Lo que esto es para un empleado de poca categoría, no lo comprenden sino los que lo son.
Siguió hablando la madre y culpó á su marido de encontrarse tan atrasado en su carrera.
—Con su carácter,—decia,—no puede suceder otra cosa. Le prometen, no le cumplen, y él se queda impasible. Trabaja mucho, no pide nada y nunca le ocurre hablar mal de sus jefes, de lo cual resulta que ni le tienen miedo, ni lo respetan, y hasta lo miran con desden. Si yo estuviera en su pellejo, otro gallo nos cantaria. Mil veces le he dado consejos para que se meta en política, porque así es únicamente como se medra; pero ni siquiera ha querido ser miliciano, y cuando llegan las elecciones va como un borrego á votar por quien sus jefes le mandan. No sirve mi marido más que para una cosa, para una no más, para quemarme la sangre con su cachaza. Mire usted qué suerte le esperaria á mi pobre Paca si yo no estuviera en el mundo.
—Señora, no todas las criaturas tienen el talento de usted, su energía, su grandeza de alma. Si esta señorita se parece á usted...
—Es mi retrato, usted lo verá.
—No del todo, mamá,—se apresuró á decir Paquita,—porque tu carácter violento...
—Señorita,—interrumpió Alfredo,—usted confunde la rara energía de su mamá con lo que puede llamarse genio irascible, y debe usted tener en cuenta la diferencia de situaciones, de circunstancias...
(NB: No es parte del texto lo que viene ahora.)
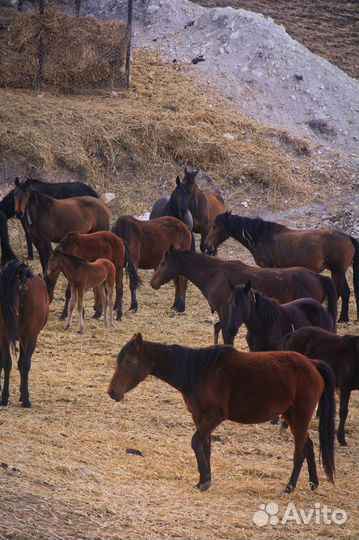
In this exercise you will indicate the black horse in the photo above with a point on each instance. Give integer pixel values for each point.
(60, 190)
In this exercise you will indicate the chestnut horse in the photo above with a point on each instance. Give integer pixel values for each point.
(58, 190)
(24, 308)
(268, 322)
(49, 220)
(105, 245)
(341, 353)
(275, 246)
(213, 277)
(83, 275)
(219, 383)
(203, 205)
(147, 241)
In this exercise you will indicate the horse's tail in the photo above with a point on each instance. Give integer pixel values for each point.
(332, 299)
(7, 253)
(131, 272)
(356, 271)
(326, 418)
(8, 295)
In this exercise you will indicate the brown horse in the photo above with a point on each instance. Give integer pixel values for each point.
(268, 322)
(341, 353)
(220, 383)
(105, 245)
(203, 205)
(213, 277)
(49, 220)
(83, 275)
(274, 245)
(147, 241)
(24, 308)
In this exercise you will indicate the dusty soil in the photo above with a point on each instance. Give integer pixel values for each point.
(66, 472)
(329, 28)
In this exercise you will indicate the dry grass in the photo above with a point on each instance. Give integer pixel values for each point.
(147, 134)
(67, 473)
(80, 53)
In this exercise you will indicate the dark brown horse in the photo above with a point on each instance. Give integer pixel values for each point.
(341, 353)
(49, 220)
(24, 308)
(147, 241)
(105, 245)
(268, 321)
(203, 205)
(83, 275)
(58, 190)
(213, 277)
(220, 383)
(275, 246)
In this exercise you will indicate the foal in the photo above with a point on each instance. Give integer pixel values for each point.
(83, 275)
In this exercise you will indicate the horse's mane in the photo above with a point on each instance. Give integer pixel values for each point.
(9, 276)
(189, 366)
(266, 308)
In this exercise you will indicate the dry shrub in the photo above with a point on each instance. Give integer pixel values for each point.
(79, 53)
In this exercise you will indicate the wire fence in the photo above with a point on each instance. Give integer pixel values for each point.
(48, 44)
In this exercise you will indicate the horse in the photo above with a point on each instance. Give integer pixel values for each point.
(49, 220)
(204, 205)
(24, 309)
(83, 275)
(213, 276)
(147, 241)
(275, 246)
(59, 190)
(220, 383)
(104, 245)
(268, 321)
(7, 253)
(340, 352)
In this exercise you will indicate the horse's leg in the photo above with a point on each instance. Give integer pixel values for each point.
(312, 468)
(98, 306)
(180, 294)
(6, 364)
(119, 293)
(73, 302)
(343, 413)
(30, 251)
(201, 445)
(65, 310)
(343, 292)
(24, 365)
(80, 309)
(298, 423)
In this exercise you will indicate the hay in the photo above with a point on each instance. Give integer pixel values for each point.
(147, 134)
(79, 53)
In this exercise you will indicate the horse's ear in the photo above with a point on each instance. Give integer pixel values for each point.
(248, 286)
(137, 338)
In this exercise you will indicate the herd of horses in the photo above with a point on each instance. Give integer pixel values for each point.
(296, 359)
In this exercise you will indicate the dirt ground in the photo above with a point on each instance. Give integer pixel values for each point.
(65, 468)
(329, 28)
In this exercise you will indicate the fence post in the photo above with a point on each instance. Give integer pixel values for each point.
(128, 52)
(41, 51)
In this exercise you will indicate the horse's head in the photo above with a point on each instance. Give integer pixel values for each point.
(132, 367)
(22, 194)
(240, 301)
(166, 270)
(218, 233)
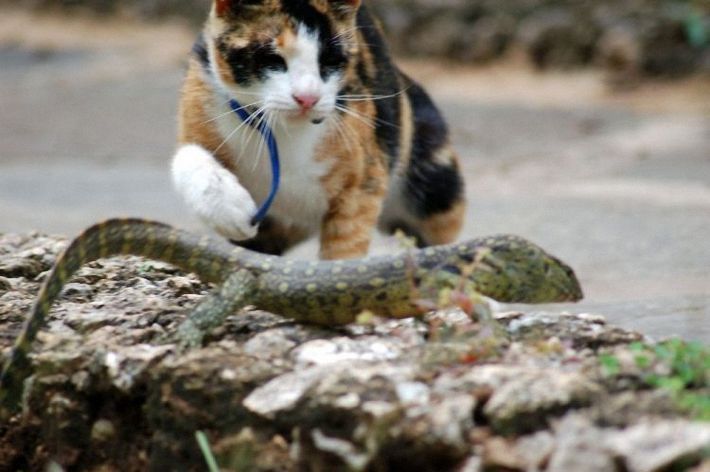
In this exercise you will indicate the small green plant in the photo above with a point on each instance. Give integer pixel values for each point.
(204, 444)
(678, 367)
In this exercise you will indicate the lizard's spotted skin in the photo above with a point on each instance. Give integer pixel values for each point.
(505, 268)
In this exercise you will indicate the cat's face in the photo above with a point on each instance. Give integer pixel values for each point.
(287, 58)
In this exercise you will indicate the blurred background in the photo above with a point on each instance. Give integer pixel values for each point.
(582, 125)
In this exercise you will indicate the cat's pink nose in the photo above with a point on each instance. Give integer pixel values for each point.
(306, 101)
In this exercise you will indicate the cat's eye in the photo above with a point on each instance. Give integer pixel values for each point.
(270, 60)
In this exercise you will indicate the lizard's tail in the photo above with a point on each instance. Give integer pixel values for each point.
(208, 258)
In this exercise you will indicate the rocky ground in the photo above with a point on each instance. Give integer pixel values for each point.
(630, 39)
(525, 391)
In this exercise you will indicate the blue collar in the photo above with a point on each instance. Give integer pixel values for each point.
(268, 136)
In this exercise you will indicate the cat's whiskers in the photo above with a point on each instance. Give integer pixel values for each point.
(231, 111)
(358, 116)
(366, 97)
(266, 119)
(240, 126)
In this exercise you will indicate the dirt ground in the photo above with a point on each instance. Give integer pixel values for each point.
(617, 184)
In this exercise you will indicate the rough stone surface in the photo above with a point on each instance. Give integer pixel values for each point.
(631, 39)
(445, 393)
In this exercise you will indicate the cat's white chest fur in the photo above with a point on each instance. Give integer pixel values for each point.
(301, 199)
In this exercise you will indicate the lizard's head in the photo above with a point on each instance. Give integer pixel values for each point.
(513, 270)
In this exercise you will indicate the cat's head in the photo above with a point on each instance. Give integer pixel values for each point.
(286, 56)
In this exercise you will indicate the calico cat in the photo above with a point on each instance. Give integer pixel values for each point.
(362, 145)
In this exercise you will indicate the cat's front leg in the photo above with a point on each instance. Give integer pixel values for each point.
(213, 193)
(346, 231)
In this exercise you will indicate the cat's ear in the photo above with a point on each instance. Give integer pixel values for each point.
(223, 7)
(346, 6)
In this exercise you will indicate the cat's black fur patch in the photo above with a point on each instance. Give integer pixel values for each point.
(432, 187)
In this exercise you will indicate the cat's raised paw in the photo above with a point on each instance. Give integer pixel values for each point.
(213, 193)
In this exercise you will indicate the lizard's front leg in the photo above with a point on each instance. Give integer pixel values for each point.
(235, 293)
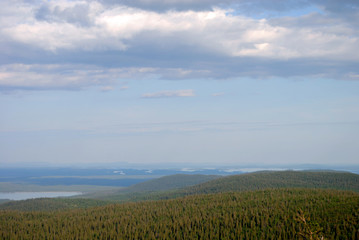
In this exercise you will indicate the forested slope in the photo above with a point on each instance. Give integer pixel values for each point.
(255, 181)
(170, 182)
(262, 214)
(279, 179)
(51, 204)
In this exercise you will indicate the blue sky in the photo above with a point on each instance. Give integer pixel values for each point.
(189, 82)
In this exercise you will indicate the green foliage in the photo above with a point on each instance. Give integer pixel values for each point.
(254, 181)
(170, 182)
(51, 204)
(262, 214)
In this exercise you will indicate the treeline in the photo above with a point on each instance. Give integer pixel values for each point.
(51, 204)
(254, 181)
(262, 214)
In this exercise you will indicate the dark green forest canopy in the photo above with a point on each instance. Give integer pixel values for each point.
(262, 214)
(255, 181)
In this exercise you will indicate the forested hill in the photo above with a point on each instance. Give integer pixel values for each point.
(279, 179)
(51, 204)
(262, 214)
(170, 182)
(257, 181)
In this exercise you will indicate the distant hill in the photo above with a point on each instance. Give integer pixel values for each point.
(170, 182)
(142, 190)
(51, 204)
(257, 181)
(279, 179)
(262, 214)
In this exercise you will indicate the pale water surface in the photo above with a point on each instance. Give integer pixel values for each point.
(30, 195)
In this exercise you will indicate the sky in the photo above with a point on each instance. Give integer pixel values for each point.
(179, 82)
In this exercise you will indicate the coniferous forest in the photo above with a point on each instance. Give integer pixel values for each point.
(261, 214)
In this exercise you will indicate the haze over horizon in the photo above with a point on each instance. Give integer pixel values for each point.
(200, 82)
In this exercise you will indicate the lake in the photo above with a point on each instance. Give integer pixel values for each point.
(30, 195)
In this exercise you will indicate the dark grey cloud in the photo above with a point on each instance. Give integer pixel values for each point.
(78, 14)
(120, 42)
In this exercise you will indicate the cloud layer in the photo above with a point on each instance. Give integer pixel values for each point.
(75, 44)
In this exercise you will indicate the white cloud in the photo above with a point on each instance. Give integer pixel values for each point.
(173, 93)
(93, 43)
(216, 31)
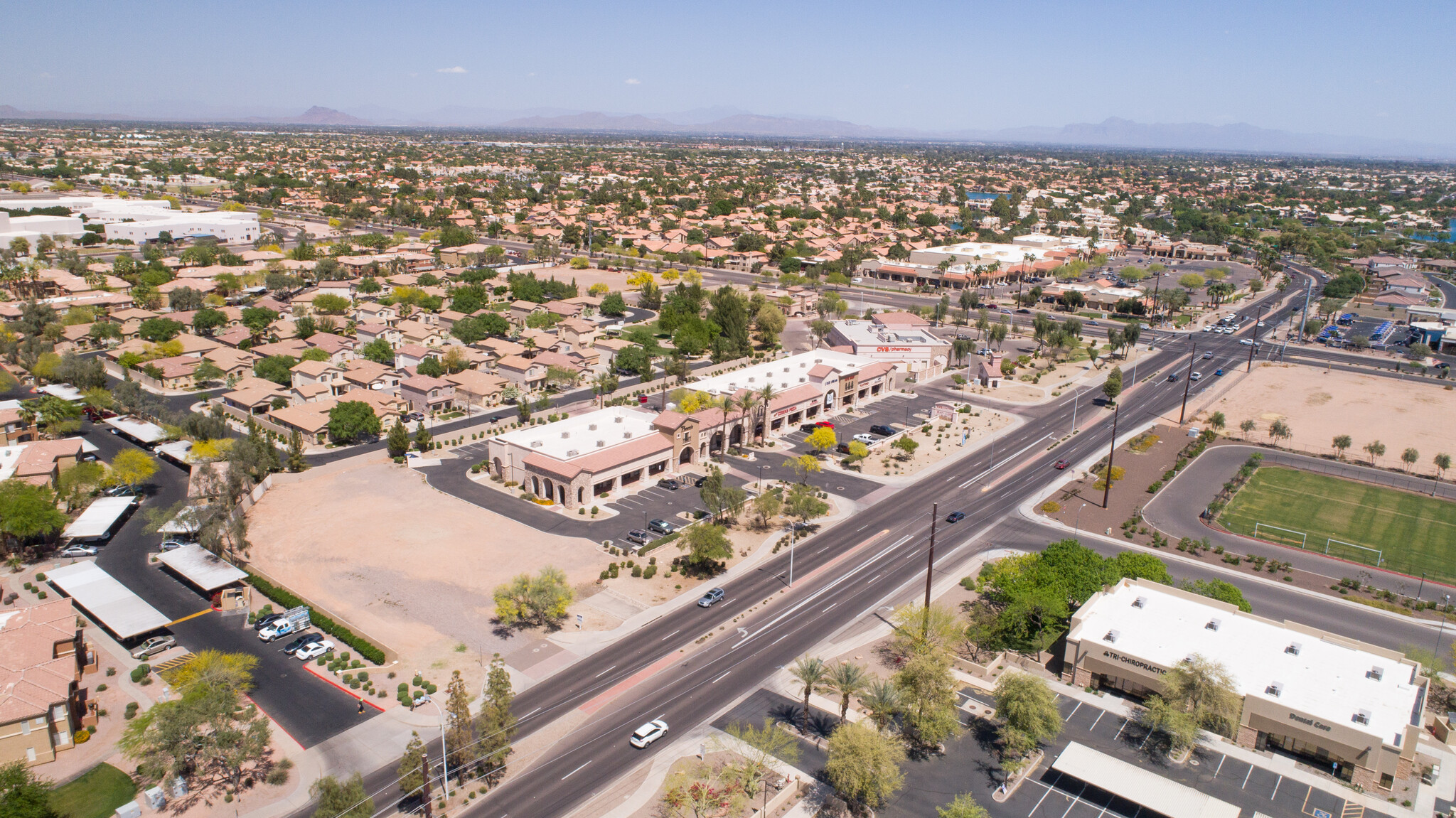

—Eso es, las circunstancias,—dijo la madre.
Llegaron á la casa.
Alfredo les prometió una visita, rogando lo pusiesen á las órdenes del señor don Pascual Bonacha, que este era el nombre del padre de Paquita, y añadiendo que desde luego podian entregarle una nota en que se expresaran las vicisitudes del antiguo empleado.